VietNamNet Bridge – Big cities, which once fed whole families of immigrant workers, have turned out to be the severe land for them in the current economic crisis. Returning to home villages and working on rice fields proves to be the only choice for them now.
Home villages – the safest shelters for workers
Quy, a woman from Nam Dinh, had been living well in Hanoi by vending fruits for the last five years until the economic downturn broke out.
“I have to go to every corner of the street to sell fruits every day. However, the sales have been going very slowly, since people cut down expenses. Now I can earn some tens thousands of dong or 100,000 dong a day at maximum,” she complained.
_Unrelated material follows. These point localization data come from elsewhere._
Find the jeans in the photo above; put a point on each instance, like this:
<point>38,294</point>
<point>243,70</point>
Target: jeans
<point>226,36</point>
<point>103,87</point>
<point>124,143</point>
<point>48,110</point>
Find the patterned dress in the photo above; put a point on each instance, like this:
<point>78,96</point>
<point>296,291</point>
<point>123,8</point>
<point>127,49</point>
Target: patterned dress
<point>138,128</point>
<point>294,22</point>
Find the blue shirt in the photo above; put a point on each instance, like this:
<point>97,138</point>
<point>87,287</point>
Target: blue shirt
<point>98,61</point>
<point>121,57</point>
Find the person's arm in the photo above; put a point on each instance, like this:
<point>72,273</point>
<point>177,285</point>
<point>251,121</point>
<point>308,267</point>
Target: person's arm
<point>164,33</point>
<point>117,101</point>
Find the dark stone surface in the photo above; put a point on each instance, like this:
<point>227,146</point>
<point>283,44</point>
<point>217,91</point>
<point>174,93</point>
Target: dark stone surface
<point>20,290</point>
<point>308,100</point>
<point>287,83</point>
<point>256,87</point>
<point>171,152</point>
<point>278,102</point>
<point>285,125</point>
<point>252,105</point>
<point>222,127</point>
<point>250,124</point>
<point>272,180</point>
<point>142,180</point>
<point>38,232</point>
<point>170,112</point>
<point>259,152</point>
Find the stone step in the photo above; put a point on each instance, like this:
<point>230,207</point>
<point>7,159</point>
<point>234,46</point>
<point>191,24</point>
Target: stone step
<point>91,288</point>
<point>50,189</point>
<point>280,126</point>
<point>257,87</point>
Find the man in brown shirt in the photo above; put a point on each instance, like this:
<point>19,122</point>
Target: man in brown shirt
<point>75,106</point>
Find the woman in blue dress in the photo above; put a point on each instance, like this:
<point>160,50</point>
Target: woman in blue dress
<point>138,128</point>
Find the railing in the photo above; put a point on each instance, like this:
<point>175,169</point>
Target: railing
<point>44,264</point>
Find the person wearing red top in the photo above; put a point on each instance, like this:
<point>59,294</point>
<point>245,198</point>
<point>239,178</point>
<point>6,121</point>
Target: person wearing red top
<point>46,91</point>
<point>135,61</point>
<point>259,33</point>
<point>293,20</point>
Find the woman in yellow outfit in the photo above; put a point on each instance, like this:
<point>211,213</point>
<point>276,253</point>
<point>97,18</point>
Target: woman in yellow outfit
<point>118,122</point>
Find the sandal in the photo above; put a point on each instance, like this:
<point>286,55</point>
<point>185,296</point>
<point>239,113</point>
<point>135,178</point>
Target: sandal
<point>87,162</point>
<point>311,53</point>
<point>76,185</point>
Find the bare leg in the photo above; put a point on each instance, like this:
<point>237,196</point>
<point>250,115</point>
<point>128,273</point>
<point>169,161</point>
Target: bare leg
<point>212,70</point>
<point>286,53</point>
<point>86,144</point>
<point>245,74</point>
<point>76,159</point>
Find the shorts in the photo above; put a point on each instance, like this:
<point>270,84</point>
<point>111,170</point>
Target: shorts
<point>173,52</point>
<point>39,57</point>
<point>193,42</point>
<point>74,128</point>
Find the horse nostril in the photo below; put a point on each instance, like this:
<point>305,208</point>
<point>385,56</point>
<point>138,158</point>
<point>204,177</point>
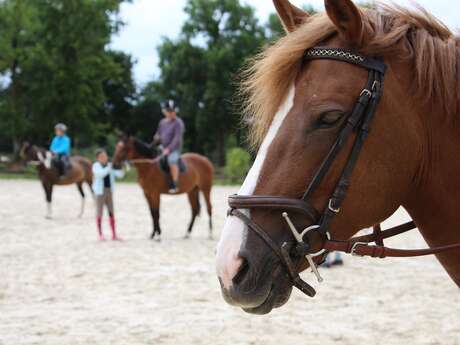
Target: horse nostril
<point>242,272</point>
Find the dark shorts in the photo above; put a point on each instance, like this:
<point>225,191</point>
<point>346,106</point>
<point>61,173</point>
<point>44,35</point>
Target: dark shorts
<point>173,157</point>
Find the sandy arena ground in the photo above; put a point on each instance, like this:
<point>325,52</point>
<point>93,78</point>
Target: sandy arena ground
<point>59,286</point>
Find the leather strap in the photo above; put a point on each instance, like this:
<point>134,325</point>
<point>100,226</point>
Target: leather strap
<point>338,54</point>
<point>273,203</point>
<point>375,251</point>
<point>380,235</point>
<point>282,252</point>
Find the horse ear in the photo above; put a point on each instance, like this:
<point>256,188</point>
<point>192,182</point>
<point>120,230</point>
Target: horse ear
<point>291,17</point>
<point>347,18</point>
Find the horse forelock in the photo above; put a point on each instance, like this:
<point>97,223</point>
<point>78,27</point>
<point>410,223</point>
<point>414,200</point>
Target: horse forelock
<point>391,30</point>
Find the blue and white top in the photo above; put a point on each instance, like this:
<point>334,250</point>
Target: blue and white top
<point>100,172</point>
<point>61,145</point>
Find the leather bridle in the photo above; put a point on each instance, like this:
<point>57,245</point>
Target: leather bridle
<point>359,122</point>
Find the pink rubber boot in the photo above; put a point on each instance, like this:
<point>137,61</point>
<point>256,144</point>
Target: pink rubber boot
<point>99,228</point>
<point>112,226</point>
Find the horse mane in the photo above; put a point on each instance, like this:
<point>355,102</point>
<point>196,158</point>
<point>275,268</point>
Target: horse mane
<point>411,34</point>
<point>143,148</point>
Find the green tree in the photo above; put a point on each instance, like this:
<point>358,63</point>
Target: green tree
<point>56,58</point>
<point>201,68</point>
<point>17,23</point>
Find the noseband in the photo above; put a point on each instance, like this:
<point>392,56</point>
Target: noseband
<point>358,122</point>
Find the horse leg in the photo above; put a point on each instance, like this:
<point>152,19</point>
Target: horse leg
<point>49,198</point>
<point>207,197</point>
<point>194,200</point>
<point>82,193</point>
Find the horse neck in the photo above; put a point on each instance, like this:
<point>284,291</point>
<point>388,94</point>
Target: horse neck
<point>434,202</point>
<point>143,169</point>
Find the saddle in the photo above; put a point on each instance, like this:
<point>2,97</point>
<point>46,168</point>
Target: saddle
<point>62,164</point>
<point>164,166</point>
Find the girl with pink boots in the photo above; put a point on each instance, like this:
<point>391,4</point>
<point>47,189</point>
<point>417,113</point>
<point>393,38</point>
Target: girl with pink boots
<point>103,185</point>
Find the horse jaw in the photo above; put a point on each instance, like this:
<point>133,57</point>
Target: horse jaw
<point>233,233</point>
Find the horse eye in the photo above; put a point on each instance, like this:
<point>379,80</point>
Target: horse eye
<point>329,118</point>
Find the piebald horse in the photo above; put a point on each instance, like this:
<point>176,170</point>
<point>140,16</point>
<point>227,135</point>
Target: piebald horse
<point>298,106</point>
<point>154,182</point>
<point>80,173</point>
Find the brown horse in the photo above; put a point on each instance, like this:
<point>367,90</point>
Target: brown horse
<point>79,173</point>
<point>299,106</point>
<point>197,177</point>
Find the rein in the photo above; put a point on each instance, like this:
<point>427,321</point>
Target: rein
<point>358,122</point>
<point>142,161</point>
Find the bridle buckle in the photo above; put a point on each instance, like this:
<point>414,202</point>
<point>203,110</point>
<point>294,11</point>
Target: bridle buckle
<point>355,246</point>
<point>332,208</point>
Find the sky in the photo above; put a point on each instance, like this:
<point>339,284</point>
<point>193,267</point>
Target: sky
<point>147,21</point>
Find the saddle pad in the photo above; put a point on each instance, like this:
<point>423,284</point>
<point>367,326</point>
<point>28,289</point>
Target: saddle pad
<point>164,166</point>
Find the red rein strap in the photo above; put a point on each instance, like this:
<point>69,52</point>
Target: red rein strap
<point>360,246</point>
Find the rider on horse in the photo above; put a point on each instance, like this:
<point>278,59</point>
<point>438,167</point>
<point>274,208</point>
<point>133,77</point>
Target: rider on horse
<point>170,134</point>
<point>60,147</point>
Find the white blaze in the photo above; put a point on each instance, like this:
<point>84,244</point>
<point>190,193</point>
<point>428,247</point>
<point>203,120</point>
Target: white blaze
<point>228,261</point>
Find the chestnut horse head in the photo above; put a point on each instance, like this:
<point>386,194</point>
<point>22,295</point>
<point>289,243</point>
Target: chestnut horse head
<point>298,107</point>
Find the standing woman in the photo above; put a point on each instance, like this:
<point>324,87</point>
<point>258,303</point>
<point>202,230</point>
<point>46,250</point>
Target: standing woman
<point>103,186</point>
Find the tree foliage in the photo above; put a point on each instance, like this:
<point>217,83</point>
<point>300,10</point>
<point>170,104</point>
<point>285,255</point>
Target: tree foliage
<point>55,65</point>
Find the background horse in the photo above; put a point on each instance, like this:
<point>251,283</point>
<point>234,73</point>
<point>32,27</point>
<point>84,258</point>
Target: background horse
<point>298,108</point>
<point>154,182</point>
<point>79,173</point>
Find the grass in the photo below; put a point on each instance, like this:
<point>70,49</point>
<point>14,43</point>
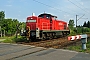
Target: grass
<point>78,48</point>
<point>13,39</point>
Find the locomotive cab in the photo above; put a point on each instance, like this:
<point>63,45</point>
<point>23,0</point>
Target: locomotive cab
<point>48,16</point>
<point>44,26</point>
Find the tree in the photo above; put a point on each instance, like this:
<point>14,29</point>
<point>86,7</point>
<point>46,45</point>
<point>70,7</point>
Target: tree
<point>2,16</point>
<point>88,24</point>
<point>71,24</point>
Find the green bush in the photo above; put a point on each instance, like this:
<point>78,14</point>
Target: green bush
<point>20,39</point>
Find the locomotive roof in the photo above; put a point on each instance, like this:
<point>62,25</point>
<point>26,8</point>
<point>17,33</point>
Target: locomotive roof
<point>47,14</point>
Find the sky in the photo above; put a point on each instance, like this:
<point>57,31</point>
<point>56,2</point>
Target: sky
<point>63,9</point>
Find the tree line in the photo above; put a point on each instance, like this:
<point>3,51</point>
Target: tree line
<point>80,29</point>
<point>9,26</point>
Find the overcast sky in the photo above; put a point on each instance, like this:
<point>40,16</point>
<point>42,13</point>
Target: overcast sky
<point>63,9</point>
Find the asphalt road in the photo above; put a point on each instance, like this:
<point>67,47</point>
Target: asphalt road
<point>26,52</point>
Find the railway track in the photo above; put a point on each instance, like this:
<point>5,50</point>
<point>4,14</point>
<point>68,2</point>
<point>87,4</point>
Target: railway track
<point>54,43</point>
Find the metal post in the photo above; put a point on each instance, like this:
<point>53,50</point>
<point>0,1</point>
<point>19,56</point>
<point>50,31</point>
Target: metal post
<point>84,41</point>
<point>76,21</point>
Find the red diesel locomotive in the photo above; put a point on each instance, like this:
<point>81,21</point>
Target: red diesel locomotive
<point>45,26</point>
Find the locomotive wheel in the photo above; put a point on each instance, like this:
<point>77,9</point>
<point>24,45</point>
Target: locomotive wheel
<point>43,37</point>
<point>51,36</point>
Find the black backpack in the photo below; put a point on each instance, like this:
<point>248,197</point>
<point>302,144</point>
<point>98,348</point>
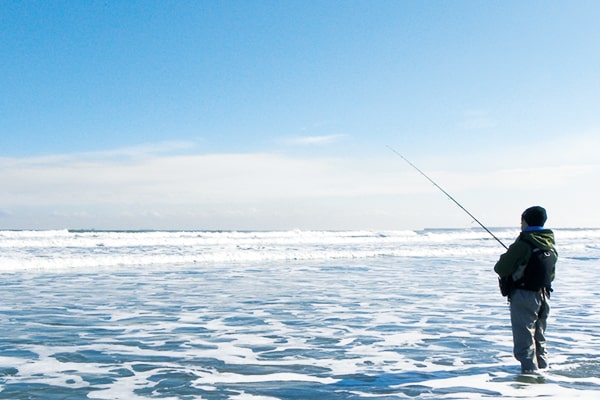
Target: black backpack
<point>537,275</point>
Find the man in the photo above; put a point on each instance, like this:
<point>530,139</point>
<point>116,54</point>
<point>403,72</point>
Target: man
<point>530,264</point>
The uncertain and low income does not allow Quy to afford the room rent, electricity and water bills. She also cannot save any money these months to remit to their children in the home village. Therefore, she has decided to come back to the home in the countryside as the last resort.
“The income from the rice fields in the village won’t be enough to feed us. However, they would still give rice. Meanwhile, I would be able to live together with my husband and children, and I won’t have to pay for house rent,” she explained her decision.
Than and his wife have been living in Hanoi for more than 10 years, the time long enough to become Hanoians. However, they now also think of leaving Hanoi, where they cannot find jobs every day.
They once lived very well in Hanoi. Than worked as a porter, while his wife worked as housemaid. The jobs brought the income high enough to pay for daily meals and grow up their children in the home village.
Than complained that sometimes he has to stay idle because there is no job. Meanwhile, he has to spend at least one million dong a month for room rent, electricity and water bills.
He thinks that it would be better for him to open a small grocery in the home village. If his wife works in the rice fields, they would get some extra money.
A lot of immigrant freelancers, who have been burdened by the high subsistence allowances in cities, now think of coming back to the home villages to “seek shelter”.
Huynh, a freelancer who has always been present at the Phung Khoang labor market, said at least, farmers would not starve to death in the home villages, because they can make rice and grow vegetables. Meanwhile, in big cities, no money means no meal.
Leaving industrial factories for rice fields
Not only freelancers, but workers in industrial factories also have to come back to home villages to earn their living.
Loan from Thai Binh province, who was once a worker at a footwear factory in the Song Than 1 industrial zone in Binh Duong province, has to return to the home village four months ago because she could not find a job there.
Loan was among the workers who were laid off in a company’s strategy to cut down the labor force. At first, Loan tried to stay in Binh Duong, hoping to have another job opportunity. She worked as a waitress for a street rice shop and received 2 million dong for this.
“The sum of money is just big enough to pay for food and room rent. I could not save any money to give to my parents,” she said.
“Therefore, I decided to return to home village. I plan to set up a tailoring shop to earn my living,” she added.